This past year, with him gone from the picture, has been fantastic. I’ve focused on healing. I’ve focused on the most beautiful gift from the worst of situations. I have found the best man I could have ever dreamed up, the paragon of a male role model and father figure. He is kind, he is loving, he is selfless, he is remarkably smart, successful, and dedicated to his career and his family. He is a fantastic father to his own son, and he wants so badly for Jamie to love him the same way. But Jamie is still furiously devoted his dad.
Although he hardly talked about him much in the beginning, he’ll be four next month and the other fathers at his preschool have opened up these huge question for him. Where is my Dad? Why does he work so much? Why can’t he take a break to see me? Does my Daddy love me like Erick loves Noble?
How do I answer these questions? I constantly go back and forth between either saving Jamie the heartbreak that Jordan bestows upon every relationship he has with any human by keeping him from his father, or do I let him have the relationship with his dad that he wants, and let him make the decision for himself? I don’t want him to grow up resenting me. But I want to protect my child so badly from what I went through. And why the sudden interest in his child again? Because I just moved in with Erick and we have this amazing family, and he suddenly feels like he has to take action before his kid completely forgets about him?
Earlier this week, Jamie was telling my mom about the things they were making in school for their daddies. And he told her how sad he was that his daddy would never see what he made for him.
I decided to tell Jordan about their Father’s Day party this morning, and ask him if he would like to go.
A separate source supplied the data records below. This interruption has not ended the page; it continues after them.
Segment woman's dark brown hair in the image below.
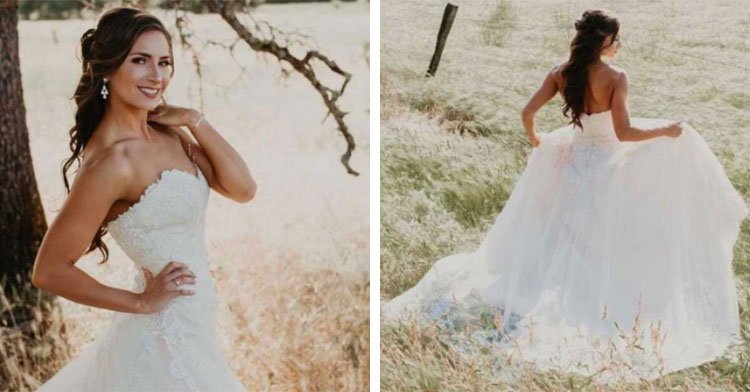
[62,7,174,264]
[562,10,620,128]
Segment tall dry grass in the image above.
[0,4,370,391]
[380,0,750,391]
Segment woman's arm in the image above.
[612,71,682,142]
[31,153,197,313]
[521,67,559,147]
[149,105,257,203]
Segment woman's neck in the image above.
[97,97,151,146]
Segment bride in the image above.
[382,10,748,381]
[32,8,256,391]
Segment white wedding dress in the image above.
[38,162,245,392]
[382,111,748,382]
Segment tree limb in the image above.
[207,0,359,176]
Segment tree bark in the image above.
[0,0,47,327]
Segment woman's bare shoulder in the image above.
[74,140,136,189]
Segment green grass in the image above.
[380,0,750,391]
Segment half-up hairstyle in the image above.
[561,10,620,128]
[62,7,174,264]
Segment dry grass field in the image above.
[0,3,370,391]
[380,0,750,391]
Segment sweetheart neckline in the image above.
[105,164,203,229]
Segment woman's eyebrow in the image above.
[130,52,174,59]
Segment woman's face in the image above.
[107,30,172,110]
[601,33,622,58]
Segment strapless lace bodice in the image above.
[107,165,216,301]
[39,162,245,392]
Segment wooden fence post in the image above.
[425,3,458,76]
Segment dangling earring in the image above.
[102,78,109,99]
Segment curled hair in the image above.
[62,7,174,264]
[561,10,620,128]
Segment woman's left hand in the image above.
[148,105,200,127]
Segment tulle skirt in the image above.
[382,119,748,380]
[37,286,245,392]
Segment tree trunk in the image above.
[0,0,47,329]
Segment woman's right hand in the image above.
[664,122,682,137]
[138,261,195,313]
[529,135,539,148]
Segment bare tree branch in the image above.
[208,0,359,176]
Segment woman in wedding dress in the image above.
[32,8,256,391]
[382,10,748,382]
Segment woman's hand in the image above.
[529,134,540,148]
[664,122,682,137]
[138,261,195,313]
[148,105,200,127]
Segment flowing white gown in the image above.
[382,111,748,381]
[38,162,245,392]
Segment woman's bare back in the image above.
[553,62,624,114]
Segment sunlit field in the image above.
[380,0,750,391]
[0,3,370,391]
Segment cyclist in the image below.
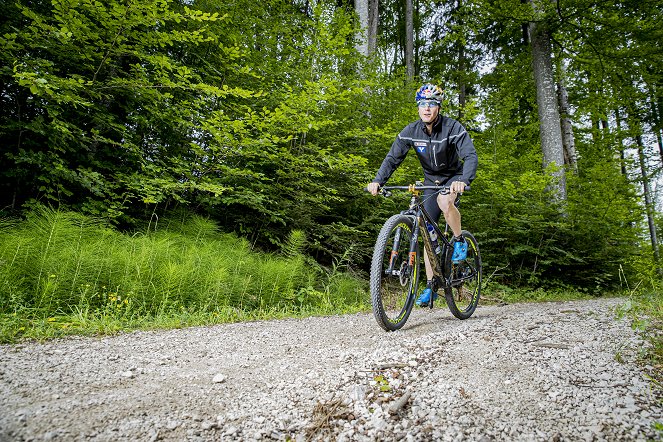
[368,83,478,307]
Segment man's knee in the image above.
[437,195,455,214]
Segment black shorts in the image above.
[423,175,462,222]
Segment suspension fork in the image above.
[386,227,403,275]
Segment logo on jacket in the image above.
[414,142,426,153]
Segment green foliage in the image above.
[0,208,363,342]
[615,280,663,391]
[0,0,663,304]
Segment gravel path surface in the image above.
[0,299,663,441]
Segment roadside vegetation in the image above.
[0,208,367,343]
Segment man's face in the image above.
[418,100,440,124]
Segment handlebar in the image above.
[364,184,470,196]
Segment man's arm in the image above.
[449,123,479,185]
[373,128,410,186]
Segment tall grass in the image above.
[0,208,365,341]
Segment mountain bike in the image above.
[370,182,481,331]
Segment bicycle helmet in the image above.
[415,83,444,103]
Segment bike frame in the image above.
[382,185,467,308]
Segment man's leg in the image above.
[437,193,462,237]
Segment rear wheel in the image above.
[371,215,419,331]
[444,230,481,319]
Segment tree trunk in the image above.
[557,72,578,175]
[529,10,566,201]
[649,87,663,161]
[615,109,626,176]
[354,0,369,56]
[635,135,661,266]
[405,0,414,80]
[368,0,380,56]
[456,0,467,120]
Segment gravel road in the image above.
[0,299,663,441]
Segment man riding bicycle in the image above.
[368,84,479,306]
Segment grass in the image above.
[0,209,368,343]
I was terrified that he wouldn’t show up, and I even had a back-up Dad to come to the rescue if his natural one didn’t show. But he came. Jameson was over-the-moon. He barely remembered to tell me goodbye as he gripped his dad around the neck with both arms and smushed his face against his beard, his little smile almost completely lost in his cheeks.
I don’t know what happens from here. I don’t know if my decision was right. There is so much I don’t know about being a mother still, and especially a mother navigating a traumatic relationship that ended with a child.
Other parents – help a girl out. Am I going to ruin my kid?